Nature of the Linguistic Sign
1. What Is a Sign?
Some people think language is just about naming things — like using the word "tree" to point to an actual tree. But this idea has problems. It assumes:
- We already have ideas before we have words.
- We know whether a word is just a sound or also a mental concept.
- Naming something is simple — which it isn’t.
Actually, a linguistic sign is made of two parts:
- Concept (what we think of — like the idea of a tree)
- Sound-image (the mental sound of the word — not the real sound, but how it feels in our mind)
These two parts are joined together in our brain. So when we hear the word “tree,” we also think of the idea of a tree. And when we think of a tree, the word comes to mind.
2. Signified and Signifier
Saussure uses three terms:
- Sign: the whole unit (concept + sound-image)
- Signified: the concept (e.g., the idea of a tree)
- Signifier: the sound-image (e.g., the mental sound of the word “tree”)
3. Principle I: Signs Are Arbitrary
The connection between the signifier (sound) and the signified (idea) is arbitrary, meaning:
- There’s no natural reason why the sound “tree” means that tall plant.

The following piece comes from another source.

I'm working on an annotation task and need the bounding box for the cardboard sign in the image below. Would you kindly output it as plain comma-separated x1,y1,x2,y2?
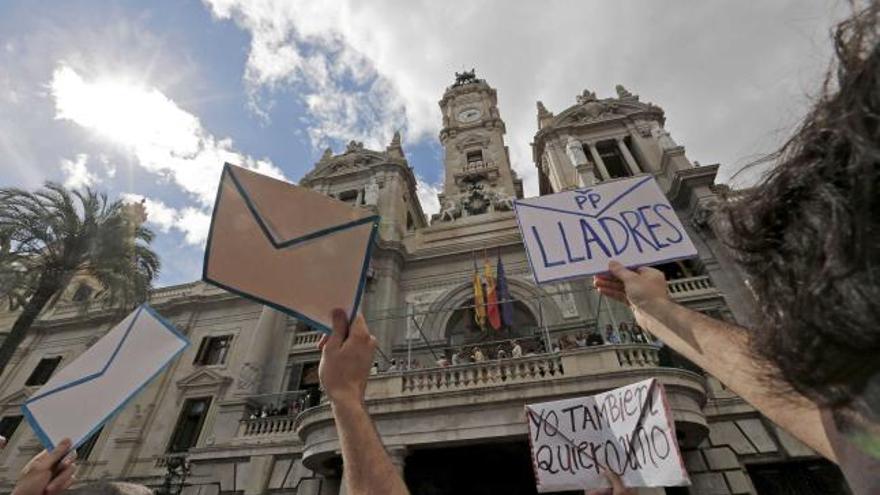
22,305,189,450
525,379,689,492
514,175,697,284
202,163,379,333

- Different languages use different words for the same thing (e.g., “tree” in English, “arbre” in French, “Baum” in German).
- Words are based on social agreement, not natural connections.
Some may say sounds like “tick-tock” (onomatopoeia) are natural. But even these:
- Are limited in number.
- Differ between languages (e.g., dogs say “bow-wow” in English but “oua-oua” in French).
- Change over time just like normal words.
The same goes for interjections like “ouch!” or “ah!” These also differ across languages and were often once regular words with specific meanings.
4. Principle II: Signs Are Linear
Since sounds happen over time, signifiers (the sound part of a word) are linear:
- We can only hear one sound at a time, in a row.
- Words happen in a straight line (like a sentence), not all at once.
Even when it feels like we say two things at once (like adding stress to a syllable), it's really one sound event.